Trajkovski M, Mziaut H, Altkrüger A, Ouwendijk J, Knoch KP, Müller S, Solimena M - J. Cell Biol. (2004)

Bottom Line: Islet cell autoantigen 512 (ICA512)/IA-2 is a receptor tyrosine phosphatase-like protein associated with the insulin secretory granules (SGs) of pancreatic beta-cells.This cleavage occurs at the plasma membrane and generates an ICA512 cytosolic fragment that is targeted to the nucleus, where it binds the E3-SUMO ligase protein inhibitor of activated signal transducer and activator of transcription-y (PIASy) and up-regulates insulin expression.Accordingly, this novel pathway directly links regulated exocytosis of SGs and control of gene expression in beta-cells, whose impaired insulin production and secretion causes diabetes.

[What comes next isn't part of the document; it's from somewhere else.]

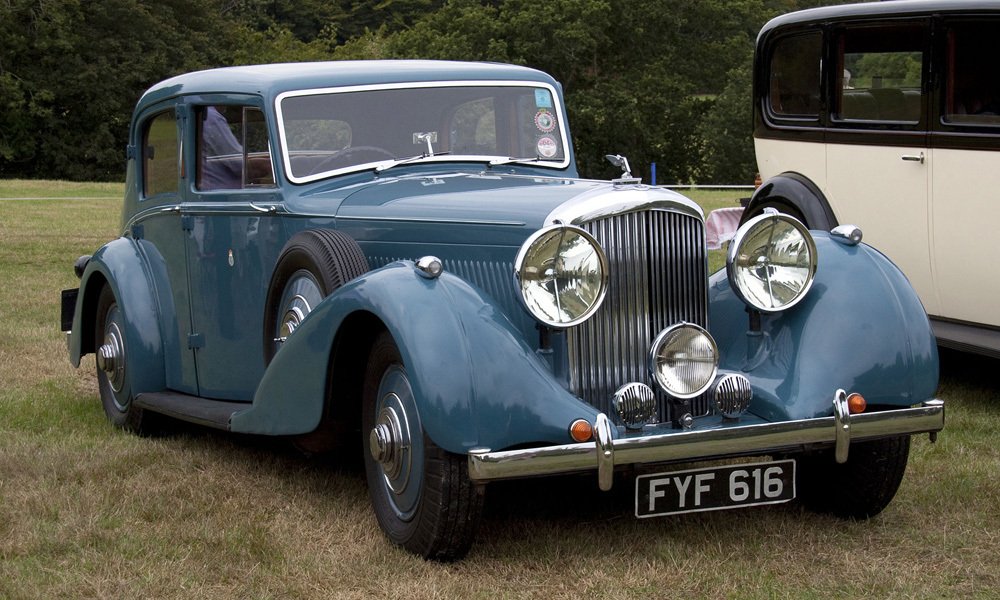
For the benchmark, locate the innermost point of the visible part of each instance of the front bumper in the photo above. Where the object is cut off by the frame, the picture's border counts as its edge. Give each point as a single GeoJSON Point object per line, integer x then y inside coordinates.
{"type": "Point", "coordinates": [605, 453]}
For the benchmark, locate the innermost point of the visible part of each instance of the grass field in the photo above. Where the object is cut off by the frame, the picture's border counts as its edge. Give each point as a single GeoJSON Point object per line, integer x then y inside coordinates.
{"type": "Point", "coordinates": [87, 511]}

View Article: PubMed Central - PubMed

Affiliation: Experimental Diabetology, Carl Gustav Carus Medical School, Dresden University of Technology, Dresden, Germany.

ABSTRACT
Islet cell autoantigen 512 (ICA512)/IA-2 is a receptor tyrosine phosphatase-like protein associated with the insulin secretory granules (SGs) of pancreatic beta-cells. Here, we show that exocytosis of SGs and insertion of ICA512 in the plasma membrane promotes the Ca(2+)-dependent cleavage of ICA512 cytoplasmic domain by mu-calpain. This cleavage occurs at the plasma membrane and generates an ICA512 cytosolic fragment that is targeted to the nucleus, where it binds the E3-SUMO ligase protein inhibitor of activated signal transducer and activator of transcription-y (PIASy) and up-regulates insulin expression. Accordingly, this novel pathway directly links regulated exocytosis of SGs and control of gene expression in beta-cells, whose impaired insulin production and secretion causes diabetes.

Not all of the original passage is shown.